Ayrılıktan aşağı her şey kolaydır.Ahmetten sonra Fatıma'yı da kaybetmem


Hiç bir dostluğun dâimi olmadığına delildir

Onları kaybettikten sonra nasıl yaşar nasıl uyurum...


Sonra Hazreti Fatıma Hazreti Hasan ile Hüseyin'i çağırır, Hasan'ı sağ uyluğuna Hüseyin'i de sol uyluğuna oturtur yüzlerine uzun uzun bakar ve ağlayarak şu mısraları dile getirir:


Benden sonra elbiselerinizi kim yıkar saçınızı kim tarar ki. Keşke zor günlerinizde yanınızda olsam. Şehadetinize tanık olsam ve sizin için ağlasam der.

Hazreti Fatıma'nın bu sözlerini duyan Hazreti Ali şöyle der:

Ölüm zordur ama gariplerin, gençlerin ve yetimlerin ölümü daha zordur.

(Çünkü Hz Fatıma Medine'de hem garip hem genç hemde yetimdi)


Ey Fatıma:

Senden bir isteğim var, baban Resulullahı görürsen ona selamımı ilet, ve onu çok özlediğimi söyle.

Diğer isteğim ise eğer benden razı değilsen beni Resûlullaha şikayet etme, çünkü ben fakirim ve senin kadrini bilemedim.

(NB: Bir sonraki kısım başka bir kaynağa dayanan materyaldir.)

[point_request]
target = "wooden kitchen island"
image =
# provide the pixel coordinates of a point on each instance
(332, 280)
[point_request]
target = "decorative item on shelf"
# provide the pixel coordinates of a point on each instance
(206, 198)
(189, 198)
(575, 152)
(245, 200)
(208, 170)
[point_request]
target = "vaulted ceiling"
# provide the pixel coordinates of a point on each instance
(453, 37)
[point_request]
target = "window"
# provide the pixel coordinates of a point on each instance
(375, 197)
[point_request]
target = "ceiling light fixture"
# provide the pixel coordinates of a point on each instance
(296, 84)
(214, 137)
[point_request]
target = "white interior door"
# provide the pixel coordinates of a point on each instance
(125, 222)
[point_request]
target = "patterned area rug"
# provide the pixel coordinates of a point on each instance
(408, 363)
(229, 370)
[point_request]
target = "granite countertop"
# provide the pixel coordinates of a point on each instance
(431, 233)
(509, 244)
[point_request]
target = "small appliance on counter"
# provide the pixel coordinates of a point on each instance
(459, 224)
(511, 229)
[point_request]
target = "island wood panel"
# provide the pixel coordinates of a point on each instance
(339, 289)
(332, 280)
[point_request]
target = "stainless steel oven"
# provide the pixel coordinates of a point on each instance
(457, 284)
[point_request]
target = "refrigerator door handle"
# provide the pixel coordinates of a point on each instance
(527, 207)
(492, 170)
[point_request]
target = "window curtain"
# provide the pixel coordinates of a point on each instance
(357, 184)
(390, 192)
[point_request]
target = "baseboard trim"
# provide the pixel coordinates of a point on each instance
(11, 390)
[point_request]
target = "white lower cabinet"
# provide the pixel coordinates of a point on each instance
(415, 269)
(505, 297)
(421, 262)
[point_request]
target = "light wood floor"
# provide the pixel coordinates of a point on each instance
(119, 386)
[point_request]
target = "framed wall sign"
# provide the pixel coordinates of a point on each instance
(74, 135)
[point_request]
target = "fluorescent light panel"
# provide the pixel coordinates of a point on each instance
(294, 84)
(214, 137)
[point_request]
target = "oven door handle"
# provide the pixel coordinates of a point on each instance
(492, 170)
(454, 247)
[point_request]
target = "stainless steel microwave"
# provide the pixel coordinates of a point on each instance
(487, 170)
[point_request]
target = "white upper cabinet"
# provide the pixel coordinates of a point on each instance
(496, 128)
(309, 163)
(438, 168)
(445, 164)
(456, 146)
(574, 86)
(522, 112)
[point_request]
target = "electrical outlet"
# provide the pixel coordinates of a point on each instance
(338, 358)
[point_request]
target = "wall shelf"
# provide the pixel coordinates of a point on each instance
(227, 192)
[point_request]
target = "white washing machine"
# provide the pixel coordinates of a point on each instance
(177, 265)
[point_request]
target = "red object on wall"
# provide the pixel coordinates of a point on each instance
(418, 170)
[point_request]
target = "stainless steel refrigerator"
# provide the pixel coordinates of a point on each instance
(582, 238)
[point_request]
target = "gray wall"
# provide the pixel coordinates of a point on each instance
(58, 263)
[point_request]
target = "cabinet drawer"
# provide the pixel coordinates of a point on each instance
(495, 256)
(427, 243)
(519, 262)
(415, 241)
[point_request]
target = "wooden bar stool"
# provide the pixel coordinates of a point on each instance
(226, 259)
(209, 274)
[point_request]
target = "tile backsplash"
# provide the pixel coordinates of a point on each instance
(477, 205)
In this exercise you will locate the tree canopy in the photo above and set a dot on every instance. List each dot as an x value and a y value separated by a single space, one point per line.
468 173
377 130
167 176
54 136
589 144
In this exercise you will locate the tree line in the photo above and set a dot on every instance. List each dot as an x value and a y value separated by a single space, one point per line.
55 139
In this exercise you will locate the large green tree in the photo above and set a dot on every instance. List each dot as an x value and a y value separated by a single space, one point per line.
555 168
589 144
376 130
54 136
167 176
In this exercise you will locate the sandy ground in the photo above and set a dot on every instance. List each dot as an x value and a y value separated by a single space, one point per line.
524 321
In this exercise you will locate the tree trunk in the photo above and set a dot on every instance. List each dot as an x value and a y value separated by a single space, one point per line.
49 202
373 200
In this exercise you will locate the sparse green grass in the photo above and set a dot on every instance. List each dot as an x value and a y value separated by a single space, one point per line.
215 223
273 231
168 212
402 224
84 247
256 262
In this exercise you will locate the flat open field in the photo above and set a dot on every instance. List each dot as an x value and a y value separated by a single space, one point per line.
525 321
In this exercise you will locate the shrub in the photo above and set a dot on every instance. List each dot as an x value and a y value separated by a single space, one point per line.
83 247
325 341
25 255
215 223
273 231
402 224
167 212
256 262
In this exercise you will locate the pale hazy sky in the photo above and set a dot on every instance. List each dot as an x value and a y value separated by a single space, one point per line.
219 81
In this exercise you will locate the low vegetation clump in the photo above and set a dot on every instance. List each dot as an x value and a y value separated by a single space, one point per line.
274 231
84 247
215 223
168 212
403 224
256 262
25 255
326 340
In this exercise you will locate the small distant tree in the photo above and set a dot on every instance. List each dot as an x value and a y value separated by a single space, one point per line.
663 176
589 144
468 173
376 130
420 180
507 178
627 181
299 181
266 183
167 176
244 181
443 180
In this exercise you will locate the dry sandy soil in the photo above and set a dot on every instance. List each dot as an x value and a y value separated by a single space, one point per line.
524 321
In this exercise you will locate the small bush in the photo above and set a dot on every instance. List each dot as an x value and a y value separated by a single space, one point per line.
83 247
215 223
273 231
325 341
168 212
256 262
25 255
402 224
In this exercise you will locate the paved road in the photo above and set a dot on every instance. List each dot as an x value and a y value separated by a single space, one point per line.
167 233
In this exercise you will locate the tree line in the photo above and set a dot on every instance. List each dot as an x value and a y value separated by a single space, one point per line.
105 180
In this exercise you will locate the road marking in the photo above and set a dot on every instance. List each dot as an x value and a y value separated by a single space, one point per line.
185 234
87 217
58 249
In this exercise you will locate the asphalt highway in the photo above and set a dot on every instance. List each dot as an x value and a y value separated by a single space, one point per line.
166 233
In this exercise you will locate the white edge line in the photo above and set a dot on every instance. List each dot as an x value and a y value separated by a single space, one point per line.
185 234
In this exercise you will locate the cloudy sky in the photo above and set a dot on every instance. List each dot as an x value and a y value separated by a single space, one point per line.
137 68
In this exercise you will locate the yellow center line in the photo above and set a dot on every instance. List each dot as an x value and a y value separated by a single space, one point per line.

Ve diğer isteğim ise beni kıyamet günü zebanilerin elinde görürsen bana şefaat et..


Bunları duyan Fatıma Radiyallahu anh Hazreti Ali'ye, ya Ali:

Benimde senden bazı isteklerim var der.

ölürsem beni sen kefenle ve sen göm, Eğer garip yetim ve genç görürsen benim gençliğimi ve garipliğimi hatırla.


Hasan ile Hüseyin'e bağırma ve dövme.

Ve bil ki ya Ali babam Muhammed Sallallahu aleyhi ve sellem, semada ki melekleri ve ölüm meleği geldiler.


Şimdi kalk ve hokkamı getir, Hazreti Ali hokkayı getirir.Hazreti Fatıma şöyle der ya Ali beni gömeceğin zaman bu hokkadaki kağıdı çıkar ve açıp bakmadan kefenimin içine koy.


Ey Fatıma :Bu kağıtta ne var? Allah için söyle der. Fatıma Radiyallahü anh şöyle anlatır: Babam beni evlendirmek istediğinde, ey Fatıma Ali'yi seninle 400 dirhem mehire evlendireceğim.


Hazreti Fatıma: Ben Ali'ye razıyım ve 400 dirhem mehire de gerek yok, dedim.


Bunun üzerine Cebrail aleyhisselam geldi ve babama şöyle dedi: ey Allah'ın Resulü Allahu teâlâ diyorki cennet ve içindekileri Fatıma'ya mehir kıldım.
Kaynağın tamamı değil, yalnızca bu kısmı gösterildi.